Secondly (and more likely) you're probably using the MSXML component
within your VB program. This uses XML and RSS 0.9* isn't an XML
protocol. It looks a lot like XML, but most feeds are either not valid
RSS, or not even well-formed XML. For a "production grade" RSS reader
you can't rely on all feeds being well-formed XML, all the time.
And I don't know waht "lostinspace"s problem is, but he's a clueless
muppet if he doesn't realise what RSS is about.
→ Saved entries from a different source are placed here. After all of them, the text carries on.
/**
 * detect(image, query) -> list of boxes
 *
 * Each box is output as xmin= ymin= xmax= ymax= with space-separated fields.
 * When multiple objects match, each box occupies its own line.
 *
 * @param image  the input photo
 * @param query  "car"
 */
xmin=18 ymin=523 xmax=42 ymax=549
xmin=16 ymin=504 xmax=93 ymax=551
http://www.xml.com/pub/a/2002/12/18/dive-into-xml.html
http://blogs.law.harvard.edu/tech/rss#whatIsRss
http://www.webreference.com/authoring/languages/xml/rss/intro/
As a webmaster with very unique and copyrighted content (which exists
NOHWHERE else,) I should allow crawling of my sites under the pretense of
offline-use while the material is harvested to either sell to 3rd partys,
present to third parties; outside my websites or have the material
interpretated for any other 3rd party benefit.
Hogwash.
If vialble orgs desire my content, than let them approach me with
compensation and/or permission for the sweat of my brow, otherwise let them
eat 403's.
My sites are unique in these types of materials, however so are many others.
Few issues regarding traffic and visitors as related to websites are cut and
dry or black and white.
Each webmaster must make their own decisions on what is beneficial and
detriemental to their websites and base their websites actions on what they
desire.
One example would be "Helmut" whom would never get into my sites from a DE
IP range or a DE referral search.
Of course he may fake his IP for limited access. That's not the same as a
full-scrape.
WHY?
Their is no possible way for a DE visitor or traffic to enhance or benefit
my websites. They only draw resources and materials, which I have little
time to spend monitoring for plagiarism.